Ordres aux corps laissés dans les places de l'Elbe, depuis Dresde jusqu'à Hambourg. À ces instructions pour la retraite de Leipzig il en ajouta quelques autres destinées aux corps laissés sur l'Elbe, et réduits tous à capituler, si un miracle d'énergie et de présence d'esprit, en les réunissant sur le bas Elbe au maréchal Davout, ne leur rouvrait les portes de France actuellement fermées. Il fit prescrire au grand quartier général, duquel on était resté séparé, de s'acheminer avec les parcs sur Torgau. Il envoya des émissaires à Dresde, à Torgau, à Wittenberg, pour leur indiquer un moyen de salut, c'est que le maréchal Saint-Cyr, qui avait trente mille hommes encore, et pouvait en ne perdant pas de temps renverser tout ce qui serait sur son chemin, sortît de Dresde, se rendît à Torgau, puis à Wittenberg, puis à Magdebourg, et, ramassant successivement toutes les garnisons, allât se joindre à Davout avec soixante-dix mille hommes. En ayant cent mille à eux deux, ils pouvaient sauver encore quelques garnisons de l'Oder, et ensuite rentrer en France par Wesel à la tête de cent vingt mille soldats. Mais que de miracles pour qu'un tel ordre arrivât, fût exécuté et réussît! À peine aurait-on pu attendre ce miracle de soldats et d'officiers ayant l'élan et la confiance de la victoire! et dans ce cas même, que de milliers de blessés, quarante mille peut-être, livrés à la barbarie d'un vainqueur qu'une sorte de fanatisme patriotique aveuglait jusqu'à lui faire croire que le patriotisme dispense d'humanité.

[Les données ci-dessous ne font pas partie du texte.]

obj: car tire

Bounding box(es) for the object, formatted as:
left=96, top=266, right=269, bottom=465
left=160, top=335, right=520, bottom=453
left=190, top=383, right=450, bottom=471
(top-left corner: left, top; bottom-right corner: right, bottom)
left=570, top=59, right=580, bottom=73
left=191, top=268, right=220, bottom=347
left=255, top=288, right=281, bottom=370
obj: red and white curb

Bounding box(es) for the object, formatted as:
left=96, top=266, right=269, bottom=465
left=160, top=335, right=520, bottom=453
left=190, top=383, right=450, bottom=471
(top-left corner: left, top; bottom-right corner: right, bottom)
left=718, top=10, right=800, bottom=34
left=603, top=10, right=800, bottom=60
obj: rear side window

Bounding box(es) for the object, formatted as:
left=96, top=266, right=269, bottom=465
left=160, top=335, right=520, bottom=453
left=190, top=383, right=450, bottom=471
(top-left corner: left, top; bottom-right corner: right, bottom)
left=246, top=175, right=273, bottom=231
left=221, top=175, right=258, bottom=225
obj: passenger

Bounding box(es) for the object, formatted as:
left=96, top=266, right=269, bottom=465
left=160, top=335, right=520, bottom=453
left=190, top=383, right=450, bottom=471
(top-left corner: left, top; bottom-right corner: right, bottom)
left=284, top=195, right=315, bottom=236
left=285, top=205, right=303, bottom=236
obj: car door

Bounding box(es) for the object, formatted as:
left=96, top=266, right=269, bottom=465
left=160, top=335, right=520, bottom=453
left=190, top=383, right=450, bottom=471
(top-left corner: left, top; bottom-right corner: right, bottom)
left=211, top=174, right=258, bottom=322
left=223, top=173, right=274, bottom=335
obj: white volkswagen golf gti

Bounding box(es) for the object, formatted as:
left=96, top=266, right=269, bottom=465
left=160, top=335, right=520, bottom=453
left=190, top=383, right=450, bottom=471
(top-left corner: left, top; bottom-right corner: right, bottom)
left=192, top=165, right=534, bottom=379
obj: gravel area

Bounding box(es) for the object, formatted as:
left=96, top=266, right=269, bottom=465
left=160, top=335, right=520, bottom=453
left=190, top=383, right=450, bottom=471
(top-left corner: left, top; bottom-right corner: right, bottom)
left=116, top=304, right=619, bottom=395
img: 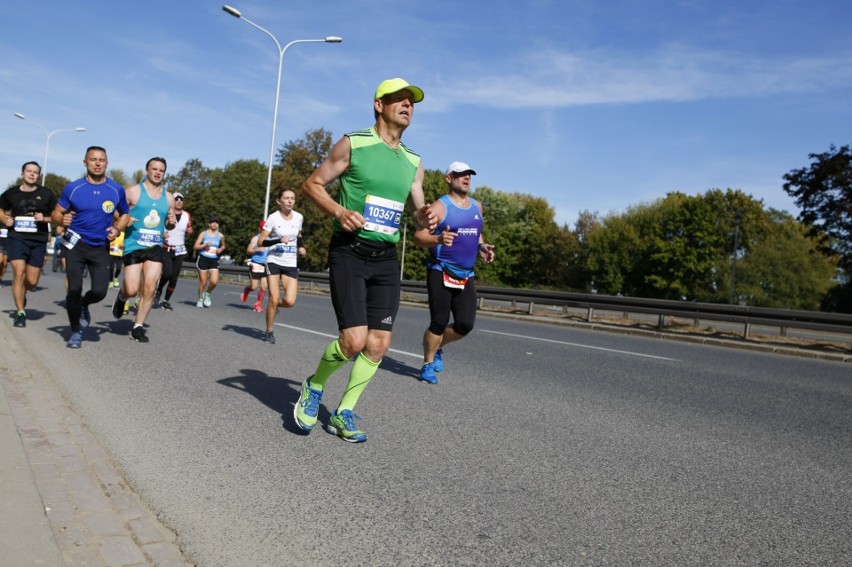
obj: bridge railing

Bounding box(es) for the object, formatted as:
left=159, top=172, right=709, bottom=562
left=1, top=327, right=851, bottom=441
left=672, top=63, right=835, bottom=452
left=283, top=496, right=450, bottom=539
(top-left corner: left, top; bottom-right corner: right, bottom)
left=211, top=266, right=852, bottom=342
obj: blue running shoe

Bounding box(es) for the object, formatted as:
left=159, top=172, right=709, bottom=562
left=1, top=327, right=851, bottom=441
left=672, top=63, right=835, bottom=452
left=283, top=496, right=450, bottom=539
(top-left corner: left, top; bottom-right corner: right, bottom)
left=80, top=304, right=91, bottom=329
left=66, top=331, right=83, bottom=349
left=419, top=362, right=438, bottom=384
left=433, top=349, right=444, bottom=372
left=326, top=409, right=367, bottom=443
left=294, top=376, right=323, bottom=430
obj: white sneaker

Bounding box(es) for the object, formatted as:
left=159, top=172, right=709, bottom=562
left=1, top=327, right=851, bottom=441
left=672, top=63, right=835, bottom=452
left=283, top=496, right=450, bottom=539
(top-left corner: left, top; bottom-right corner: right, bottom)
left=196, top=298, right=204, bottom=308
left=203, top=292, right=212, bottom=307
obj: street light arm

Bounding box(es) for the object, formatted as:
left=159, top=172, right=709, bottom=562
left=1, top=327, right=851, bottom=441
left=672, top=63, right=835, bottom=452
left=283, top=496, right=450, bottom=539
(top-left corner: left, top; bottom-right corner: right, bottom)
left=222, top=4, right=343, bottom=217
left=15, top=113, right=86, bottom=185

Défilé de tous nos corps par le pont de Lindenau pendant la nuit du 18 au 19. Le défilé des divers corps dura toute la nuit du 18 au 19, et fut surtout ralenti par le passage de l'artillerie, qui était très-nombreuse, et qui avait bravement conservé ses pièces. Les malheureux blessés du 18 étaient presque tous sacrifiés d'avance, l'impossibilité de les emporter étant absolue. Mais on avait eu le temps de ramasser quelques-uns de ceux du 16, et on les traînait après soi sur les petites voitures qu'on avait pu se procurer. Cette suite de canons, de caissons, de voitures portant des blessés, formait un prodigieux encombrement, et retardait beaucoup l'écoulement des colonnes. La garde qui avait vaillamment combattu, mais qui avait l'esprit de domination des corps d'élite, prétendant passer dès qu'elle paraissait, et souvent foulant aux pieds la multitude sans armes qui obstruait les ponts, augmentait le tumulte, et provoquait contre elle des cris de haine. Le triste orgueil d'emmener cinq ou six mille prisonniers les uns faits à Dresde, les autres à Leipzig même, occasionna un nouvel embarras, car ils prirent la place de pareil nombre de blessés ou de soldats valides. Lorsque le jour fut venu, l'affluence devint encore plus grande, parce que chacun songeant à fuir après quelques heures de repos, se hâtait de regagner le temps employé à dormir. Affreux encombrement au pont de Lindenau. C'étaient des efforts inouïs pour entrer dans ce torrent serré qui s'écoulait vers Lindenau, et qui en certains moments finissait par s'arrêter, comme s'arrêtent faute d'espace les glaçons que charrie un fleuve près de geler. Chaque troupe nouvelle qui voulait s'introduire dans cette foule pressée, y provoquait des résistances, des cris, des combats véritables. Qu'on ajoute à ce lugubre spectacle le bruit de mille bouches à feu ayant recommencé à tonner dès le matin, et on aura une idée à peine exacte de notre horrible départ de l'Allemagne.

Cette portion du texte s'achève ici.